Saturday, December 20, 2008

Textbook - Section 4


As we continue by flying tour of language and computers, we move from talking to other people in the same language through computers to talking to people in different languages on computers, i.e., we are moving into machine translation. This is going to start getting increasingly tech-y, but it never gets hardcore at all. Anyway, here's the next bit. Unfortunately, there's a lot of formatting that's getting lost here. I've tried to put most of it back.

My Trusty Speech-o-Matic!

We’ve talked so far about how the language we use online can be a window into our own subconscious knowledge of our language and how the communicative abilities of the Internet have increased language opportunities. One of the greatest dreams for computers is that they would somehow allow us to communicate across languages. The dream version might be the supposed Universal Translator as seen in the Star Trek world, or it’s companion in a million other movies. Anyone in the universe walks up, speaks through whatever means their alien bodies allow, and magically the computer translator pops everything out as Mainstream American English. Brilliant! Could it ever be possible? How would it work?

Perhaps the best way to start looking at Machine Translation is by looking at what it is not. Translation is not substituting the words of one language for the words of another language. This may work for some sentences, but it quickly breaks down. Let’s take the English sentence Sylvia is going to the library and attempt to translate it into French. There are parallel words in French for most of this sentence. English to go is similar to French aller; English to is similar to French à; English the is similar to French la; and English library is similar to the French bibliotèque. So let’s take just substitute one word for another. Sylvia goes to the library becomes Sylvia va à la bibliotèque.

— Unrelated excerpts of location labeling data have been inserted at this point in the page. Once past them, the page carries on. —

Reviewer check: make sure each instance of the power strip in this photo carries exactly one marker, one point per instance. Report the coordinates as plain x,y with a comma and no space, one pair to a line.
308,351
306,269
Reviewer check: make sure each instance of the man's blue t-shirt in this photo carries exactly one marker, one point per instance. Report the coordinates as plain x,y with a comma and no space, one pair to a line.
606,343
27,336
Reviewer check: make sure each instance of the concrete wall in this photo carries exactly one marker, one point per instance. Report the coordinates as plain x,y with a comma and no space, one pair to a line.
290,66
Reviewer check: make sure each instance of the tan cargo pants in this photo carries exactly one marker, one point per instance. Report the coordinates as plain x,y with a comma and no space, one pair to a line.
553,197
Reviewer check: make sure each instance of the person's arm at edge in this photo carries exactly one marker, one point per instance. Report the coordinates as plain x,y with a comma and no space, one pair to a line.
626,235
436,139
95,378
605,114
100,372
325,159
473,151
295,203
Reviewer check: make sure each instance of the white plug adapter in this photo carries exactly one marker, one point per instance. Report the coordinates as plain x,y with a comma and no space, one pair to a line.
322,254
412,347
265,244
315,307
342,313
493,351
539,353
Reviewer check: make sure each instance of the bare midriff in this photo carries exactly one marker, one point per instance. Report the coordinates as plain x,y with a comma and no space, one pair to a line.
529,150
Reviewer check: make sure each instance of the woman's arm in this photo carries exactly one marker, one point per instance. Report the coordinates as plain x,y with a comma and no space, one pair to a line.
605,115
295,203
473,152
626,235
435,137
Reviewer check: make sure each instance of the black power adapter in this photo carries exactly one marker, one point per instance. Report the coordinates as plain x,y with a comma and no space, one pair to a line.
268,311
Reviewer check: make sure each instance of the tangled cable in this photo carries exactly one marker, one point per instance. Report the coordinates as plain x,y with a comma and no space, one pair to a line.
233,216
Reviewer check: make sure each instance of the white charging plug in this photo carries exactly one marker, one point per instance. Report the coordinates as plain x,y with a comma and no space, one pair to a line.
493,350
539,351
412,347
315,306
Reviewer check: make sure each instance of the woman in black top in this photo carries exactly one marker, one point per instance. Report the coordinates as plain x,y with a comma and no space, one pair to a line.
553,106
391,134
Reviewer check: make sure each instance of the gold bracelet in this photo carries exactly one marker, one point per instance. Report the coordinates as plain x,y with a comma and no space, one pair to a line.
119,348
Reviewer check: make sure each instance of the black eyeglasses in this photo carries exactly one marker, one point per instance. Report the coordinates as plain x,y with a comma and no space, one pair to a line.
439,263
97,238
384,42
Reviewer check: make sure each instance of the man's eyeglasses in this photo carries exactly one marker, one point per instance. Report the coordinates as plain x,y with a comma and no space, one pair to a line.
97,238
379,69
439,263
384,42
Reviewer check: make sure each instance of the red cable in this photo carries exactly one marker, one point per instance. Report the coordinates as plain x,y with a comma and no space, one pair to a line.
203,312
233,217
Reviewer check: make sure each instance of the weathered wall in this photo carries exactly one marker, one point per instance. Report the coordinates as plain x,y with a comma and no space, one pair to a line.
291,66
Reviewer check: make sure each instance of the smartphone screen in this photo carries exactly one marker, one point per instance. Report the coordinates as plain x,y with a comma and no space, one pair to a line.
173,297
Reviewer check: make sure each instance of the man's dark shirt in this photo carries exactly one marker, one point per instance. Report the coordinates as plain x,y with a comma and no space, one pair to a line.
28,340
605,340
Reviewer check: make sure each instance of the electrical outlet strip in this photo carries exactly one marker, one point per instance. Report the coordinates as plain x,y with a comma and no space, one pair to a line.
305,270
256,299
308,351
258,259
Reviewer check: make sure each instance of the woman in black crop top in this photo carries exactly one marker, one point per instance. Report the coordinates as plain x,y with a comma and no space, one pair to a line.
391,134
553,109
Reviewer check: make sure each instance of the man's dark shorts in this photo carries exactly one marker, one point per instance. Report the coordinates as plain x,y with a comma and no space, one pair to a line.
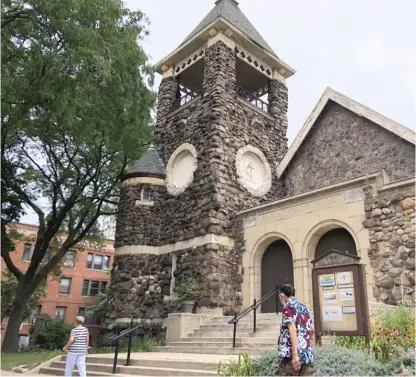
286,369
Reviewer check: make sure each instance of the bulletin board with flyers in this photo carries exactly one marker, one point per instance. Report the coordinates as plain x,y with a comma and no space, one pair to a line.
340,298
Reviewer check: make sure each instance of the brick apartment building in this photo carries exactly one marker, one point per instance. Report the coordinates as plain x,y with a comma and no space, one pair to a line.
84,274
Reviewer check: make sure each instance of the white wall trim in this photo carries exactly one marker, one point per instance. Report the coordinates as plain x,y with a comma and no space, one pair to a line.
177,246
357,108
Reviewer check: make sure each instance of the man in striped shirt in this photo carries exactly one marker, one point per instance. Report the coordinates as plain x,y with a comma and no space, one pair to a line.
76,348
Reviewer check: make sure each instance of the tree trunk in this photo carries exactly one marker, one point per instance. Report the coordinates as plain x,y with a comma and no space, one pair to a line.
11,337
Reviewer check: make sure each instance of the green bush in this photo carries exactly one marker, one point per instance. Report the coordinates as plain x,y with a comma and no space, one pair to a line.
54,335
392,331
339,361
243,366
189,290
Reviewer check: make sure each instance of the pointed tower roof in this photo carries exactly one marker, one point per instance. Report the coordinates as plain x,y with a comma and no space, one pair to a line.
148,165
225,18
229,10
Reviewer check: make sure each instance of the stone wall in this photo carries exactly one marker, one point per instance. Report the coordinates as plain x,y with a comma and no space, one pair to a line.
139,285
217,125
341,146
390,218
139,224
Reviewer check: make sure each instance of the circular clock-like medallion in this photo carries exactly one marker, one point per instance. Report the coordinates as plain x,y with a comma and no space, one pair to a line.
181,167
253,170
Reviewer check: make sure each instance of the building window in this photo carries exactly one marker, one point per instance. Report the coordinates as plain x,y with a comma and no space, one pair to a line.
145,194
82,312
27,252
33,315
69,259
65,286
98,262
47,256
60,313
93,287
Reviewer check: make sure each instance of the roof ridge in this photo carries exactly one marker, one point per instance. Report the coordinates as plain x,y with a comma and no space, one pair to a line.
230,11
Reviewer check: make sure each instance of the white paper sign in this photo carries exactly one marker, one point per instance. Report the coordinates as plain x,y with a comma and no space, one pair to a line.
332,313
346,294
344,277
330,297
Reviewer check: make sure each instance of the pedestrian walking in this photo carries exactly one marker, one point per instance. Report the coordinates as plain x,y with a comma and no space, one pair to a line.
77,348
294,354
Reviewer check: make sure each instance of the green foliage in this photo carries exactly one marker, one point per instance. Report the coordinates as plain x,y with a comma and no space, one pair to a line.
28,357
54,335
8,293
264,364
340,361
392,331
75,109
243,366
189,290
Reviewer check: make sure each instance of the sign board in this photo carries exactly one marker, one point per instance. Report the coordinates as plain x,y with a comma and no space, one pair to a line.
340,297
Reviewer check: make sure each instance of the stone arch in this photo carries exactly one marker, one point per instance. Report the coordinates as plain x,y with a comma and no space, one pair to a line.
316,233
255,261
311,241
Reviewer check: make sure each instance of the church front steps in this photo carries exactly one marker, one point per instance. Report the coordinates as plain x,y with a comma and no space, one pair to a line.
216,337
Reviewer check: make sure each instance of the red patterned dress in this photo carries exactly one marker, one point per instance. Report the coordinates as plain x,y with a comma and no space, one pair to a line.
297,313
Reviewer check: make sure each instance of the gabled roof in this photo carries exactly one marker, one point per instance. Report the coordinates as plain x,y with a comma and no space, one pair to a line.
148,165
357,108
229,10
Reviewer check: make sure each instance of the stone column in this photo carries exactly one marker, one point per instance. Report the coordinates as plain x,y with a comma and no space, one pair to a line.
278,104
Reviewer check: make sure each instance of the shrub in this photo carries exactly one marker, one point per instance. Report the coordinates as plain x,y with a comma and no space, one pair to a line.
340,361
392,330
189,290
243,366
54,335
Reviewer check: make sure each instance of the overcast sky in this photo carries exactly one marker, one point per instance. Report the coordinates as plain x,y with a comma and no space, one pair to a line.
363,49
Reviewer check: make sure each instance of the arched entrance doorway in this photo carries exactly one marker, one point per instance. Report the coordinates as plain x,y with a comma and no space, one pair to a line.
276,267
336,239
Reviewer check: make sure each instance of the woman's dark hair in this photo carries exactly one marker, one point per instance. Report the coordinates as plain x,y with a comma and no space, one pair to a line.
287,289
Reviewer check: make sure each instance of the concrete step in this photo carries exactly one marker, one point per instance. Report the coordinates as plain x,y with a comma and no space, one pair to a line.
228,339
224,344
240,325
155,370
213,350
61,372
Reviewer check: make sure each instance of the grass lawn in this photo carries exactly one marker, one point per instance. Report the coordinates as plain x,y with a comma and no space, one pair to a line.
31,359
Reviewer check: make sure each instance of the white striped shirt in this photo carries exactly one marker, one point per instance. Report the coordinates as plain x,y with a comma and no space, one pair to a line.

That turned out fairly well, but I’ve already fudged things a bit. You might have noticed I said that to go is similar to aller, but then I used va in the sentence. This is because, French, like English, has different verb forms based upon tense, aspect, and mood. JAKENOTE, DO THEY KNOW ALL OF THESE TERMS FROM EARLIER CHAPTERS? There are many parallels between French and English verb forms, but they do not always match. French verbs, for instance, mark whether the subject of the sentence is first person, second person, or third person right on the verb, while English does not by and large. Therefore, to translate any verb into French, we need to know what the subject is. Since this is not part of the English verb, we cannot read it from the word itself. Instead the machine translator must know what the subject is. This, in turn, requires a grammatical analysis of the sentence.

A similar problem occurs with translations between English and German. English generally follows a sentence pattern of subject-verb-object, while German follows a pattern of subject-object-verb, i.e., the verb goes in the middle for English sentences but at the end for German sentences. JAKE NOTE, A POINTER SOMEWHERE IN THIS PARAGRAPH TO YOUR TYPOLOGY CHAPTER SOUNDS APPROPRIATE. In such a case, even if there was a perfect one to one match between English words and German words, the translator again cannot simply substitute one word for another. It needs to know what the subject is, what the object is, and what the verb is in order to re-arrange things. In short, any non-trivial translation requires that the computer be able to grammatically analyze any sentence it encounters. Even this might seem simpler than it is. Most of the sentences that you have read in this chapter have never been written before, and never encountered by you, the reader. (Some of you may wish you never encounter sentences like this again.) These exact sentences will not be in any database of the English language. Instead, you the reader, and the computer translator, must know English grammar sufficiently to analyze sentences you’ve never heard.

Guess what? The problem gets worse. Let’s say we want to translate between English and either Japanese or Korean. Both of those languages express what are called honorifics right in their grammar and verb forms. Honorifics are sort of a grammatical form of politeness and their use depends upon a series of factors such as the status of the person being spoken to, the status of the person speaking, the intimacy of their relationship, and more. English deals with many of these same issues. We do not speak the same way when giving a talk at a funeral as we do while playing Guitar Hero III with a friend. Nor do we talk the same way to our lovers as we do to our company’s CEO -- if you want to keep your job. These social factors are expressed through the word choices we make, the elaborateness of the phrasing, and the assertiveness with which we speak. JAKE NOTE; AGAIN, CAN WE REFERENCE THE SOCIO CHAPTERS FOR THIS? Japanese and Korean use these methods to express social relationships as well, but they additionally code some of this in the exact verb endings used in a sentence. This implies that the computer cannot perform a true translation of Sylvia went to the library into Korean or Japanese without some pragmatic knowledge of each society – who is of high status, who is of low, and what their relationships are like. Such knowledge is, of course, nowhere in the sentence itself, but requires knowing the entire social context of the sentence.


writtenwyrdd said...

More fascinating stuff, paca!

fairyhedgehog said...

So you're saying the babel fish doesn't really exist?

pacatrue said...

It's not fair, is it? Bring on the babel fish!